VENEZUELA: Mesmo tendo a idade mínima para possuir arma de fogo, de 25 anos, a Venezuela tem o índice de homicídios de 49.2 mortes para cada 100 mil pessoas. Para ter o porte de arma de fogo, a pessoa deve ser natural da Venezuela, não ter antecedentes criminais, prova balística da arma de fogo adquirida.

 

ARGENTINA: Restrita a civis que possuam autorização fornecida pela Agência Nacional de Material Controlado, que visa regulamentar a posse de armas no país. Para obter o documento é necessária a apresentação de justificativa palpável, assim como, a execução de exames mentais, físicos e de segurança. Os candidatos à aquisição do instrumento devem ser maiores de 21 anos e possuir lugar determinado para conservar a arma. O índice de homicídios na Argentina a cada 100 mil habitantes é de 6.2 segundo o relatório World Health Statistics, possibilitado pela OMS, de 2018. 

 

BOLÍVIA: Com regulamento promulgado em setembro de 2013, o governo boliviano proíbe a posse de armas por civis, salvando exceções autorizadas pelo Ministério de governo interior. Com idade mínima para a aquisição de uma arma na casa dos 25 anos a Bolívia possui taxa de homicídios em 14,4%.

 

Chile: Com o menor índice de homicídios da América do Sul, o governo chileno exige licenças emitidas pela polícia para o uso de armas de fogo. Entre as exigências para a aquisição destas estão a idade mínima de 18 anos, certificado de saúde mental, sem registro criminal e teste de segurança. As licenças são divididas em cinco tipos, variando conforme a intenção de uso da arma. 

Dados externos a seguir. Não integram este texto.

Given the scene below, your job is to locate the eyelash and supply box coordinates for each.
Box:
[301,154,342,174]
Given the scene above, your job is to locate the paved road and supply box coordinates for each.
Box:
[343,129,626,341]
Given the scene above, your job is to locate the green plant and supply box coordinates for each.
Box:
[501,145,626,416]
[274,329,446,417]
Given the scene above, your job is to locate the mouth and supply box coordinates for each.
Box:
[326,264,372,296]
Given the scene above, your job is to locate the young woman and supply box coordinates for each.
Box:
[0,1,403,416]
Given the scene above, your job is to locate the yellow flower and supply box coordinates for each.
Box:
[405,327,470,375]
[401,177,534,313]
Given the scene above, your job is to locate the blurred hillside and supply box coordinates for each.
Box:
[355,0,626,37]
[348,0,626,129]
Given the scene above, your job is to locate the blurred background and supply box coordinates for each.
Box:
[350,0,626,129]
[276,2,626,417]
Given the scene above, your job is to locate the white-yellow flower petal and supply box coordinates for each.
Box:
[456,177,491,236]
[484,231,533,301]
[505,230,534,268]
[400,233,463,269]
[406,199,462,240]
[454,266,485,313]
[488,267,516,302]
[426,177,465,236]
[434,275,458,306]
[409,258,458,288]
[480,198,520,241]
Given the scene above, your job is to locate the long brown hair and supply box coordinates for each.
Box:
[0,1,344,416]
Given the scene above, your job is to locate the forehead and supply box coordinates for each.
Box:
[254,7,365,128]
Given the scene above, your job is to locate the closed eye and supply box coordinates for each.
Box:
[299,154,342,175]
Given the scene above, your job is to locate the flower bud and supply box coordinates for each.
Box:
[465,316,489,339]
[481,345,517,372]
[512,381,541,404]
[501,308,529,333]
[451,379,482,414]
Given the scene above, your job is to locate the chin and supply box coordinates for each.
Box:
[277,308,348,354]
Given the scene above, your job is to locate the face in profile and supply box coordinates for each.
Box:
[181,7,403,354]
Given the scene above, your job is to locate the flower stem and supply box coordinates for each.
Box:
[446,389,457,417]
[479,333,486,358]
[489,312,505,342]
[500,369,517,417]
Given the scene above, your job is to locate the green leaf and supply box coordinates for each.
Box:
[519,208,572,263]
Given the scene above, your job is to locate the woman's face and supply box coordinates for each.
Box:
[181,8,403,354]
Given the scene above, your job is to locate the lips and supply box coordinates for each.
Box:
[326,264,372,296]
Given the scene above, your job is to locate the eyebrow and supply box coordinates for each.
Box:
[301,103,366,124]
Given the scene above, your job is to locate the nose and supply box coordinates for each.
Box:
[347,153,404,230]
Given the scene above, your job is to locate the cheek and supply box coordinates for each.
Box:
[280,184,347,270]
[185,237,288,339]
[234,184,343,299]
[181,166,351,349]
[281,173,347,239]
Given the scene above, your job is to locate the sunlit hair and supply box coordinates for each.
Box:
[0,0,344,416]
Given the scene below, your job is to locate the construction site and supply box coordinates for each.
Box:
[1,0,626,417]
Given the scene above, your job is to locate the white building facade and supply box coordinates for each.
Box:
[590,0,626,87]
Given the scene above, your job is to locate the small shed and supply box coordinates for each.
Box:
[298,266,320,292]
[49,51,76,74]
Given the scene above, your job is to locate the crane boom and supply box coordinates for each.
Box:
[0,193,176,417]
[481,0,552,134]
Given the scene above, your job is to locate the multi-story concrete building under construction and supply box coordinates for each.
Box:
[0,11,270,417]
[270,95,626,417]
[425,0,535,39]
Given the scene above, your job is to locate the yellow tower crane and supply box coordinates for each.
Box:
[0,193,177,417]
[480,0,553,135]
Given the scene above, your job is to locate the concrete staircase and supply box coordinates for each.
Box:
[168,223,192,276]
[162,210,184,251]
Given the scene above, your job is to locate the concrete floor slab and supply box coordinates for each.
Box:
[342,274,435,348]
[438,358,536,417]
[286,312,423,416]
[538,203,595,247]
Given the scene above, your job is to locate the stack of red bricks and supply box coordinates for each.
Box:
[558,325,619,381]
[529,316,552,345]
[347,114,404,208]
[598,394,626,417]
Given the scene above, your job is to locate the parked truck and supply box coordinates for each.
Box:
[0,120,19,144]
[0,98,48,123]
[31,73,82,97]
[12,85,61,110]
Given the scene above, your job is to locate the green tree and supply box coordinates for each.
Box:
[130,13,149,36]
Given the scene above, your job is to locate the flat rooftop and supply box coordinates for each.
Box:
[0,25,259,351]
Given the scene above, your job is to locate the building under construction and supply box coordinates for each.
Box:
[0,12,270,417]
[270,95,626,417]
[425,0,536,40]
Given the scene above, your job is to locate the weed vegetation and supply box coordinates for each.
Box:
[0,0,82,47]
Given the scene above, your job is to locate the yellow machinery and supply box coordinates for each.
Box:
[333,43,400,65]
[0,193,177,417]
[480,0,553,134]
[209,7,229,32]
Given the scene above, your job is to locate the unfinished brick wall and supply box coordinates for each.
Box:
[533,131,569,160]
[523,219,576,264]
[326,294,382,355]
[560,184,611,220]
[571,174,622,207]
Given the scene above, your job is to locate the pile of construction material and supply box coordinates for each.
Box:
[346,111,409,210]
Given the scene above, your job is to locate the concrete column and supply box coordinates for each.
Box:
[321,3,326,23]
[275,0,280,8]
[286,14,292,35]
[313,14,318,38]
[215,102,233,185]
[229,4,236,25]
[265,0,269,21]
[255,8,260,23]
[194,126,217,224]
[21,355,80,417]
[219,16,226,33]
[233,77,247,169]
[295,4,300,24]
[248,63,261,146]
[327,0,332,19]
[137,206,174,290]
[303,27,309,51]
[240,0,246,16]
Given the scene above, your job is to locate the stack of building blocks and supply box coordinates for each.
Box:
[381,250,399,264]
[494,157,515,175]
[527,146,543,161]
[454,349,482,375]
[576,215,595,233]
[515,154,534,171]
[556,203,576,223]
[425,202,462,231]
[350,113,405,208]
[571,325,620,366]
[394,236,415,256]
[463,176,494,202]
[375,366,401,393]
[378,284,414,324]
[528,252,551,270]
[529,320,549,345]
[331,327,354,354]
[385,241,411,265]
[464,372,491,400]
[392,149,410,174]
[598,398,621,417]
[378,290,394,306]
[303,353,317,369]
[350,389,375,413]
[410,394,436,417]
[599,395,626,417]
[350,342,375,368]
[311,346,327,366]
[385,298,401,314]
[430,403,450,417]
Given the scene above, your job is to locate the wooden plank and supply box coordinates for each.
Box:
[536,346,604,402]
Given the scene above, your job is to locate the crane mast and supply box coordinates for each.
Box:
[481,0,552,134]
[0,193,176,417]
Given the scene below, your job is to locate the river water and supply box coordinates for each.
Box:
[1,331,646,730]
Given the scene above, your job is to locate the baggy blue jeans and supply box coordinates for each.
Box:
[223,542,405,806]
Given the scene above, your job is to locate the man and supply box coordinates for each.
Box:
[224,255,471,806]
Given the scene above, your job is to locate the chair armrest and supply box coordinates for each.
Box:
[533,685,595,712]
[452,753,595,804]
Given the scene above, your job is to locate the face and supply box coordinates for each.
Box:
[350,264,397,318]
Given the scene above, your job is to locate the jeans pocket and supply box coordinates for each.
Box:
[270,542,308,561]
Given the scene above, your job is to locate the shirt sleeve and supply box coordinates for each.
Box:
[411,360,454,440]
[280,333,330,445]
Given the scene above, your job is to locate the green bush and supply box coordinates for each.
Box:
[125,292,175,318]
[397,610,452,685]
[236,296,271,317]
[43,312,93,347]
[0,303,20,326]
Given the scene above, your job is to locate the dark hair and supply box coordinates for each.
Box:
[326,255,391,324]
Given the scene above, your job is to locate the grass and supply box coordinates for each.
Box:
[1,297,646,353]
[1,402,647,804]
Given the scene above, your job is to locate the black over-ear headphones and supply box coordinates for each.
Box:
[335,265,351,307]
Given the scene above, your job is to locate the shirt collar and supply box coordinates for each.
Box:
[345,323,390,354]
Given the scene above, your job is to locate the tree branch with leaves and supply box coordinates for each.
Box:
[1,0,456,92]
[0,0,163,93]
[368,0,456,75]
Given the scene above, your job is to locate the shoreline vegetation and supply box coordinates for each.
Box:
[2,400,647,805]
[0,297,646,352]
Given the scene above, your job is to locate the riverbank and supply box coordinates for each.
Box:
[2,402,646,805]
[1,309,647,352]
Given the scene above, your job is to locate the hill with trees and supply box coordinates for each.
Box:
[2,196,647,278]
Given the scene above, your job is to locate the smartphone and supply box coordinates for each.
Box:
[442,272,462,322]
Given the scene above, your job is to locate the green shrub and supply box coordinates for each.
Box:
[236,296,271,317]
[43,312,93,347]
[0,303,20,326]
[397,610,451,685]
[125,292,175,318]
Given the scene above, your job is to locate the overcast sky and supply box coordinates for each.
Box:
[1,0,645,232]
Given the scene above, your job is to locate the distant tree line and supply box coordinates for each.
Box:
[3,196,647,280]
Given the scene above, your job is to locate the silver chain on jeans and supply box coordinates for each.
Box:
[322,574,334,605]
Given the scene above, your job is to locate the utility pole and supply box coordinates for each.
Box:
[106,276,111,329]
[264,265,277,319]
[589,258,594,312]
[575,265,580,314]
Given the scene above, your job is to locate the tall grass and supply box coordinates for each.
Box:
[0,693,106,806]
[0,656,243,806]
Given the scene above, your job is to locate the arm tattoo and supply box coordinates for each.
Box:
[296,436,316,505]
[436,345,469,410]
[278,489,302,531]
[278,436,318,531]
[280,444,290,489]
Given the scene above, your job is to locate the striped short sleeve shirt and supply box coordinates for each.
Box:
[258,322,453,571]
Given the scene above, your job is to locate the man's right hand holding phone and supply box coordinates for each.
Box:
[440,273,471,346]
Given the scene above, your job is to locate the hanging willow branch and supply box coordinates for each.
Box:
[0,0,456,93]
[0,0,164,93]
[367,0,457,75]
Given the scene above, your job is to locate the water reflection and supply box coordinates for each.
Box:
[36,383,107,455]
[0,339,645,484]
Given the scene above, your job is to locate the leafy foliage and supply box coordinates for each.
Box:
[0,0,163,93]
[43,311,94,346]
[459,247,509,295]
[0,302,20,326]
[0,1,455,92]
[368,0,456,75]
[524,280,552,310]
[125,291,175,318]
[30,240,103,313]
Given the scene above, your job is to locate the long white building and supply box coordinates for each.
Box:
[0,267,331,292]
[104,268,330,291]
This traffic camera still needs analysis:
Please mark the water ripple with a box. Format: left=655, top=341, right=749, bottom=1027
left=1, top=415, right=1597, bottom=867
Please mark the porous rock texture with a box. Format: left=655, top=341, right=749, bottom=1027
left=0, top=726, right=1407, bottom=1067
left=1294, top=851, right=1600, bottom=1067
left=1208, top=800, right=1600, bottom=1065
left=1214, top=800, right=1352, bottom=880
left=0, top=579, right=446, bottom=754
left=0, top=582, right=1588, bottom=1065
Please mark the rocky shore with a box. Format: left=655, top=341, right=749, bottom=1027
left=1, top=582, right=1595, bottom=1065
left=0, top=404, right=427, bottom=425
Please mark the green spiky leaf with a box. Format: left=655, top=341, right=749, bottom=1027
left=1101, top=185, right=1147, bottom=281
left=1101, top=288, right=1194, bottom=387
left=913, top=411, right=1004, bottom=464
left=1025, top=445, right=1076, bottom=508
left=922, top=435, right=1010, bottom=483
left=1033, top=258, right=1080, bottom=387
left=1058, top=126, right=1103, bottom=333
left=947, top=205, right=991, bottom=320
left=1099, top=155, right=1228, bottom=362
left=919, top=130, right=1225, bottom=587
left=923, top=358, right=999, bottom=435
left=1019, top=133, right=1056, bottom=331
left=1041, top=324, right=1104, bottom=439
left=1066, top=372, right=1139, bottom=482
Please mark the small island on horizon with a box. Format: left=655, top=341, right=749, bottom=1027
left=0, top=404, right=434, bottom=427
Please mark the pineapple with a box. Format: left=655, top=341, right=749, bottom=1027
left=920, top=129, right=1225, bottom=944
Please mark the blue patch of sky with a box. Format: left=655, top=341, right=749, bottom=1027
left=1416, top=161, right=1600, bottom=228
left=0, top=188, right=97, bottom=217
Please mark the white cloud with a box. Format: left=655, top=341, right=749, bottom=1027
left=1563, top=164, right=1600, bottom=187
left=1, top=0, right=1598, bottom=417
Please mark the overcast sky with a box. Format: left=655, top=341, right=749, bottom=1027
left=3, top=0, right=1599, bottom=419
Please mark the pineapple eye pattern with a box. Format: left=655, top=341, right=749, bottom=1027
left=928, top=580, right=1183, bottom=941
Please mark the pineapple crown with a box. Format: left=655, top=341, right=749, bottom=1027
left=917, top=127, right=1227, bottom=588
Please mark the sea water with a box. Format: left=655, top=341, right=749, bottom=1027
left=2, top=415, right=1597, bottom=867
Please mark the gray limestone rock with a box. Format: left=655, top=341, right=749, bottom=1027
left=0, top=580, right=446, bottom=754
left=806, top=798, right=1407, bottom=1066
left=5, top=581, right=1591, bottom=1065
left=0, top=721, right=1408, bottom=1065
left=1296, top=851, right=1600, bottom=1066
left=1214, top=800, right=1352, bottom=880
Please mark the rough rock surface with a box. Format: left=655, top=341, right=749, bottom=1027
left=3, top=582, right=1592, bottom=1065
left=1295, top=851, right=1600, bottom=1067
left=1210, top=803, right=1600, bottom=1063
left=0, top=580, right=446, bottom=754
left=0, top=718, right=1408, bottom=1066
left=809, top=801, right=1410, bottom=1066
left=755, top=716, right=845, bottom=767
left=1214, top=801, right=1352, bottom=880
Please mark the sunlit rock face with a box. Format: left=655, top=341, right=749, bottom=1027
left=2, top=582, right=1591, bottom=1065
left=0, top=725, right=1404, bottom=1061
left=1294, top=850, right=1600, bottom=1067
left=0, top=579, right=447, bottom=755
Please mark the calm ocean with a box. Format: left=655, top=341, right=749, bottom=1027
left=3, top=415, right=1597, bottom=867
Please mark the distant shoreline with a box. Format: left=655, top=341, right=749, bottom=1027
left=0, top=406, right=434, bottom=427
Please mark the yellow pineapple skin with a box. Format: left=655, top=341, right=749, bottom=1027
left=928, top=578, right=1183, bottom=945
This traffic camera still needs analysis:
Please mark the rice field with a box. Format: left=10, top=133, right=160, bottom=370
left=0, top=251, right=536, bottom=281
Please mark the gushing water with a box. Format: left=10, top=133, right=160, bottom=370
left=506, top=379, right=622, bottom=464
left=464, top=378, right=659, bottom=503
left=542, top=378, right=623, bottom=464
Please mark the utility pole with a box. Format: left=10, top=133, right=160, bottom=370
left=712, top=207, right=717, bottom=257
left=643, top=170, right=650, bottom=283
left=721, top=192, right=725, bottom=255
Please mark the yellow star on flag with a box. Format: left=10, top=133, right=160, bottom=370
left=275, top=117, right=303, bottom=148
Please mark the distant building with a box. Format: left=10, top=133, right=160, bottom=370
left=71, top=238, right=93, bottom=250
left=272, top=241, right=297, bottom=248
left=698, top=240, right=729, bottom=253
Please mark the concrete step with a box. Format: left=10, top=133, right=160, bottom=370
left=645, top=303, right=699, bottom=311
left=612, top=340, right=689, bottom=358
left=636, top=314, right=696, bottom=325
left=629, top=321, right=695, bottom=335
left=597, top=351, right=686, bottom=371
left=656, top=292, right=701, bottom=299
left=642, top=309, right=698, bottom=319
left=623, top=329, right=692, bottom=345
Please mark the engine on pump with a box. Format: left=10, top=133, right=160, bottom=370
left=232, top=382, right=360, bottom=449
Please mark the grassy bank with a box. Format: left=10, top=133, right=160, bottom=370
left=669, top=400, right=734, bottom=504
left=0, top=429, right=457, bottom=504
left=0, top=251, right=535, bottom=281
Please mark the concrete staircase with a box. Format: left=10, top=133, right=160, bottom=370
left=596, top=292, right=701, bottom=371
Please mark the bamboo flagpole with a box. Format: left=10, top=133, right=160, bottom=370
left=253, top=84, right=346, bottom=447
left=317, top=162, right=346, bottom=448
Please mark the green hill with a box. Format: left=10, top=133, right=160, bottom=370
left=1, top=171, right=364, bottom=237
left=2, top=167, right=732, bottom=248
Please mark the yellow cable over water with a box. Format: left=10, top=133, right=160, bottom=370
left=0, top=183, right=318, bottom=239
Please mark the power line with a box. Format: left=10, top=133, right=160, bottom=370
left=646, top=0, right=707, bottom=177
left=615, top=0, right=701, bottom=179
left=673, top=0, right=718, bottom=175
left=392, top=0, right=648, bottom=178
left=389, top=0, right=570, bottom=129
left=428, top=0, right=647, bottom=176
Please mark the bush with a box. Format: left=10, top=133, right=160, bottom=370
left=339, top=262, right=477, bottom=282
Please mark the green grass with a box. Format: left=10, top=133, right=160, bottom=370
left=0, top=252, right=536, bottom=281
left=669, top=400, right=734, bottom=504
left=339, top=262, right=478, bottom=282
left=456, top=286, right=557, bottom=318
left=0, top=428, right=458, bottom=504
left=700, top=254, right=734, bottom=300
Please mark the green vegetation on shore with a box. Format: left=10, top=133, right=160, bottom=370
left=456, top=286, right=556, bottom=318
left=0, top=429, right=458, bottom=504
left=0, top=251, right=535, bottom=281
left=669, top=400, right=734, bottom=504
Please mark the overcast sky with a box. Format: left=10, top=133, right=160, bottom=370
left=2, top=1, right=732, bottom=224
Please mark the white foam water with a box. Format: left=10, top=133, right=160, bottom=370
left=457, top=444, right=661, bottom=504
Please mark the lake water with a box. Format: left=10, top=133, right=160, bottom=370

A posse de armas no Brasil é regulada pelo Estatuto do Desarmamento, implantado em 2005. A propriedade do instrumento é comum a colecionadores, competidores e caçadores. Quanto a civis, é restrita a cidadãos que se enquadrem em critérios como: mínimo de 25 anos, possuir ficha criminal limpa, não estar respondendo a inquérito judicial ou policial e comprovar ocupação opcional lícita. Já para portar uma arma o indivíduo deve apresentar um requerimento junto a Polícia Federal que justifique a necessidade de porte. Logo, a posse de arma não significa o porte dela. Quanto ao uso ilegal de armas de fogo, a posse representa três anos de reclusão e pagamento de multa, e o porte apresenta variação de pena. Essa legislação deverá ser alterada já que foi um dos principais assuntos da campanha à presidência de Jair Bolsonaro que pretende flexibilizar a posse e do porte de armas 

Desde o início de seu mandato, em janeiro deste ano, Bolsonaro expediu dois decretos que afetam diretamente a legislação armamentista brasileira. Estes decretos foram revogados pelo presidente após pouca adesão dos parlamentares sobre a ideia. Em edição do Diário da União do dia 25 de junho (segunda-feira), foram publicados três novos decretos, juntamente com uma proposta de lei protocolada na Câmara dos Deputados.